И эти простые слова, взгляд и выражение лица, сопровождавшие их, в продолжение двух месяцев составляли предмет неистощимых воспоминаний, объяснений и счастливых мечтаний Пьера. «Я очень буду ждать вас… Да, да, как она сказала? Да, я очень буду ждать вас. Ах, как я счастлив! Что ж это такое, как я счастлив!» – говорил себе Пьер.


В душе Пьера теперь не происходило ничего подобного тому, что происходило в ней в подобных же обстоятельствах во время его сватовства с Элен.
Он не повторял, как тогда, с болезненным стыдом слов, сказанных им, не говорил себе: «Ах, зачем я не сказал этого, и зачем, зачем я сказал тогда „je vous aime“?» [я люблю вас] Теперь, напротив, каждое слово ее, свое он повторял в своем воображении со всеми подробностями лица, улыбки и ничего не хотел ни убавить, ни прибавить: хотел только повторять. Сомнений в том, хорошо ли, или дурно то, что он предпринял, – теперь не было и тени. Одно только страшное сомнение иногда приходило ему в голову. Не во сне ли все это? Не ошиблась ли княжна Марья? Не слишком ли я горд и самонадеян? Я верю; а вдруг, что и должно случиться, княжна Марья скажет ей, а она улыбнется и ответит: «Как странно! Он, верно, ошибся. Разве он не знает, что он человек, просто человек, а я?.. Я совсем другое, высшее».
Только это сомнение часто приходило Пьеру. Планов он тоже не делал теперь никаких. Ему казалось так невероятно предстоящее счастье, что стоило этому совершиться, и уж дальше ничего не могло быть. Все кончалось.
Радостное, неожиданное сумасшествие, к которому Пьер считал себя неспособным, овладело им. Весь смысл жизни, не для него одного, но для всего мира, казался ему заключающимся только в его любви и в возможности ее любви к нему. Иногда все люди казались ему занятыми только одним – его будущим счастьем. Ему казалось иногда, что все они радуются так же, как и он сам, и только стараются скрыть эту радость, притворяясь занятыми другими интересами. В каждом слове и движении он видел намеки на свое счастие. Он часто удивлял людей, встречавшихся с ним, своими значительными, выражавшими тайное согласие, счастливыми взглядами и улыбками. Но когда он понимал, что люди могли не знать про его счастье, он от всей души жалел их и испытывал желание как нибудь объяснить им, что все то, чем они заняты, есть совершенный вздор и пустяки, не стоящие внимания.
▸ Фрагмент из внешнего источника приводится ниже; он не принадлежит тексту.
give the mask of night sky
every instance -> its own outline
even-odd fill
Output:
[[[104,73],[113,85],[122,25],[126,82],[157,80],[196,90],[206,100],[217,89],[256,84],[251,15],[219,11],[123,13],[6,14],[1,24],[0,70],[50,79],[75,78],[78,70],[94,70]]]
Когда ему предлагали служить или когда обсуждали какие нибудь общие, государственные дела и войну, предполагая, что от такого или такого исхода такого то события зависит счастие всех людей, он слушал с кроткой соболезнующею улыбкой и удивлял говоривших с ним людей своими странными замечаниями. Но как те люди, которые казались Пьеру понимающими настоящий смысл жизни, то есть его чувство, так и те несчастные, которые, очевидно, не понимали этого, – все люди в этот период времени представлялись ему в таком ярком свете сиявшего в нем чувства, что без малейшего усилия, он сразу, встречаясь с каким бы то ни было человеком, видел в нем все, что было хорошего и достойного любви.